El dato marca una mejora en el movimiento del sector, con más consultas y visitas a campos. Sin embargo, todavía persiste una brecha para que avancen las operaciones: la distancia entre los valores que pretenden los vendedores y los precios que están dispuestos a convalidar los compradores.
De acuerdo con la Cámara Argentina de Inmobiliarias Rurales (CAIR), la brecha entre ambas expectativas volvió a ampliarse durante agosto y, en una parte importante del mercado, los valores pretendidos por los vendedores no encuentran validación por parte de los compradores. Así, el mayor interés por los campos convive con una negociación de precios que continúa siendo un punto de tensión.

Otro de los factores que sostiene el movimiento del mercado es el interés por los campos ganaderos. Los valores de la hacienda, continuan en un buen nivel de consultas sobre este tipo de establecimientos, una tendencia que se viene observando desde comienzos de año. El segmento atraviesa además un momento favorable, luego de la recuperación de valor que registró la hacienda. Este contexto volvió a poner a los campos ganaderos en el radar de potenciales compradores.
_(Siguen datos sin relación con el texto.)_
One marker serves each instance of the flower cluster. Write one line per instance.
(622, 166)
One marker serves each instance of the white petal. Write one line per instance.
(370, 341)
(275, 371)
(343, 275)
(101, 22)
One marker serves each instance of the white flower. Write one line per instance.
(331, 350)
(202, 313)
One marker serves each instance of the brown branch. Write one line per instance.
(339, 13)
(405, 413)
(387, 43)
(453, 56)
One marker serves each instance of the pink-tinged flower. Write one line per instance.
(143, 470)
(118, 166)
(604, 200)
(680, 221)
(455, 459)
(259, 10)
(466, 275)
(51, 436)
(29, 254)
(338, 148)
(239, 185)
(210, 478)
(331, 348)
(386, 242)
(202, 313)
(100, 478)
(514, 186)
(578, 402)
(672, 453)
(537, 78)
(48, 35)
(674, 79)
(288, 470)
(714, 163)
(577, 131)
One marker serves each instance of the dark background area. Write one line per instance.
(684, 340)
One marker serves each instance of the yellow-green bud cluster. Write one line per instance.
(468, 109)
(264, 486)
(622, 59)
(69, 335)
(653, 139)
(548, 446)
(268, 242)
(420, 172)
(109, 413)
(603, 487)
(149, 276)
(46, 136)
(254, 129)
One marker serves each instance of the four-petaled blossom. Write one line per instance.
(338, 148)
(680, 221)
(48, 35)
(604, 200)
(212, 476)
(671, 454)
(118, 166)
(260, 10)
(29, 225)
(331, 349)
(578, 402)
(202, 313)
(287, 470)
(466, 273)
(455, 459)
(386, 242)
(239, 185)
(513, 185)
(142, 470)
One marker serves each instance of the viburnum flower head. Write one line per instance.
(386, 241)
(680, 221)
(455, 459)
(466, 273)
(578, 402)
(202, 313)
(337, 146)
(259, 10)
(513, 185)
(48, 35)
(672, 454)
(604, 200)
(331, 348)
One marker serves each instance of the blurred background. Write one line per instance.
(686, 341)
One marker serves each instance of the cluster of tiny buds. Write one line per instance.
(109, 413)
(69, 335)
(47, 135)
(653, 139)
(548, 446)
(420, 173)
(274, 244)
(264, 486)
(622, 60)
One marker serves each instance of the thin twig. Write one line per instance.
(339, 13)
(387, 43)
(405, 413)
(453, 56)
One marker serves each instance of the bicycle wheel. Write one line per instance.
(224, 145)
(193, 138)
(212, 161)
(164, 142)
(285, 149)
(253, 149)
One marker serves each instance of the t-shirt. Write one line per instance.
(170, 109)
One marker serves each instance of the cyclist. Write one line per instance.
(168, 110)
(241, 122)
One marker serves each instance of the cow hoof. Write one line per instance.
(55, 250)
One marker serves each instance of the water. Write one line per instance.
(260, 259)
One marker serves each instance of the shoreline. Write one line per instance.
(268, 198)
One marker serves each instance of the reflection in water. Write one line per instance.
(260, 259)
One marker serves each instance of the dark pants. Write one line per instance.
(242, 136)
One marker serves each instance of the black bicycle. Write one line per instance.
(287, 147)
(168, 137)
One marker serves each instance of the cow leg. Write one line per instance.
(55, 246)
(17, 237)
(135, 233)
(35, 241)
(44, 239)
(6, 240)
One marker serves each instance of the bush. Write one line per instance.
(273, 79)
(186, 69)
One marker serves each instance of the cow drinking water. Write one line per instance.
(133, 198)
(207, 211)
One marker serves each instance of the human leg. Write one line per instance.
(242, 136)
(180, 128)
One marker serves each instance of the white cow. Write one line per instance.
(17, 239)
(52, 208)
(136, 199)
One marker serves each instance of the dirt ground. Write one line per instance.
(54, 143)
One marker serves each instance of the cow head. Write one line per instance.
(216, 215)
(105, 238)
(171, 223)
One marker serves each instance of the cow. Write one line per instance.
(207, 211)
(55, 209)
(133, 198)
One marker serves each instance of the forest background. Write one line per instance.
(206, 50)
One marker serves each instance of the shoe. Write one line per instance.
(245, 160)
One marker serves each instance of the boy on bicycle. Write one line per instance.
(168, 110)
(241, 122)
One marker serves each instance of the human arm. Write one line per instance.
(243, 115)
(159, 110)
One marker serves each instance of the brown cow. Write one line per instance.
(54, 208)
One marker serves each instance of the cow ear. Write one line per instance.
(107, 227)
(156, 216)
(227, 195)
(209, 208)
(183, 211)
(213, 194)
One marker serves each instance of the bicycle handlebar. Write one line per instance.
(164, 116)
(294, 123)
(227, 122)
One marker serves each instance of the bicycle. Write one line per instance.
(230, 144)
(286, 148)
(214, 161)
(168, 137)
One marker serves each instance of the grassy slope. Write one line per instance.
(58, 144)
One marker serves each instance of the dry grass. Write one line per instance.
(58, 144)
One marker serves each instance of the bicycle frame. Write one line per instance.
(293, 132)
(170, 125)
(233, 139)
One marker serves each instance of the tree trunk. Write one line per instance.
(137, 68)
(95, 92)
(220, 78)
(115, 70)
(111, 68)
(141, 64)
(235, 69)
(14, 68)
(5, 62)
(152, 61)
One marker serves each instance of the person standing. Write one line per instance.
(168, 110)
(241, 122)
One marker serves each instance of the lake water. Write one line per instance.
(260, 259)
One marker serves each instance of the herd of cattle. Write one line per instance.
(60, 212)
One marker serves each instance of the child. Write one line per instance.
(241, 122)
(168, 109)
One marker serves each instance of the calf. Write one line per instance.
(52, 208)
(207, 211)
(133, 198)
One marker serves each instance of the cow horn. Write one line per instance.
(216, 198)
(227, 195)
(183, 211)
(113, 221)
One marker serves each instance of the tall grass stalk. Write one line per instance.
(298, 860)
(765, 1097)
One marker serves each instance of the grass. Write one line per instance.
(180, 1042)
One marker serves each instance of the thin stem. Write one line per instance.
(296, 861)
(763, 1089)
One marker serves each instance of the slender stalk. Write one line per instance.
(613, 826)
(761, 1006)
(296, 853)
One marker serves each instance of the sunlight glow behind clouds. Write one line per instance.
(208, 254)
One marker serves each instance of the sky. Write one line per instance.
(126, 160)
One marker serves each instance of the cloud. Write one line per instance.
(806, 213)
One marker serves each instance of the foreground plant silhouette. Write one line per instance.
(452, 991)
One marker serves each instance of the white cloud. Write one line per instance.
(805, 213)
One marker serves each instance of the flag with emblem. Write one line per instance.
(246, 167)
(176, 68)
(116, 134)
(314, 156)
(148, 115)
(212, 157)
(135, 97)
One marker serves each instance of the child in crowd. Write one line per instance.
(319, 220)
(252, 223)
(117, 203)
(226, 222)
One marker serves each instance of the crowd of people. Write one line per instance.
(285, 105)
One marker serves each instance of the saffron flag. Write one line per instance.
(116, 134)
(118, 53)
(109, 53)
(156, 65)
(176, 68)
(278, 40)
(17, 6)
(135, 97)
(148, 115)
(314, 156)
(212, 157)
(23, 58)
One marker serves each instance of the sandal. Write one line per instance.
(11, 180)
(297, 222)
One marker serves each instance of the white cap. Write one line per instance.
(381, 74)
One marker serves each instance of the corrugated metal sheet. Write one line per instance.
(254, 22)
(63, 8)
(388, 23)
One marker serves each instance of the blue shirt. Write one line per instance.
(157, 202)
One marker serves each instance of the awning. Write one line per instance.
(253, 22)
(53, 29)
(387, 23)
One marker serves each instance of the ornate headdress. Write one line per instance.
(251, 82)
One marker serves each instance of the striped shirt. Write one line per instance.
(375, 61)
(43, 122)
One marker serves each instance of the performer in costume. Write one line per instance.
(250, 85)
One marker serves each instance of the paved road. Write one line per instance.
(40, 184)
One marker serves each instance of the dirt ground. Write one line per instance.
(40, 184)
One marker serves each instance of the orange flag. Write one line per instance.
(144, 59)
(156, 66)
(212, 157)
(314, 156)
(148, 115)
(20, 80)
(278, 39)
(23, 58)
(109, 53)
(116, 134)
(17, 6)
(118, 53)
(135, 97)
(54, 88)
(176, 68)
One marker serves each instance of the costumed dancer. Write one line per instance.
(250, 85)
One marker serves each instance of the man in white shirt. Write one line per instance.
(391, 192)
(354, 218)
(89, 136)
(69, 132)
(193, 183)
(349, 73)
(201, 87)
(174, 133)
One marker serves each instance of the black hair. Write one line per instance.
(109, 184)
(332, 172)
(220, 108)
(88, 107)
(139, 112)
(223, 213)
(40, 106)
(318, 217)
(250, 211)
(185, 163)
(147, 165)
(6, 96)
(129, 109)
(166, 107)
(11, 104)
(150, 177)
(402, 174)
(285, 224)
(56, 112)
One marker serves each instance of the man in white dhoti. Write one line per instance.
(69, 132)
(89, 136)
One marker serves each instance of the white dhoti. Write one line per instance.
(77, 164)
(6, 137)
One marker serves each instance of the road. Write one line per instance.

El índice es elaborado mensualmente por la CAIR y busca reflejar el nivel de actividad del mercado inmobiliario rural en todo el país. El indicador no representa los precios ni los valores de los campos, sino el movimiento registrado en el mercado.
El resultado de agosto, de 50 puntos, implica que el nivel de actividad se ubicó en la mitad del máximo histórico de referencia. La evolución mensual muestra una recuperación respecto de julio y mantiene la trayectoria levemente positiva observada durante 2026.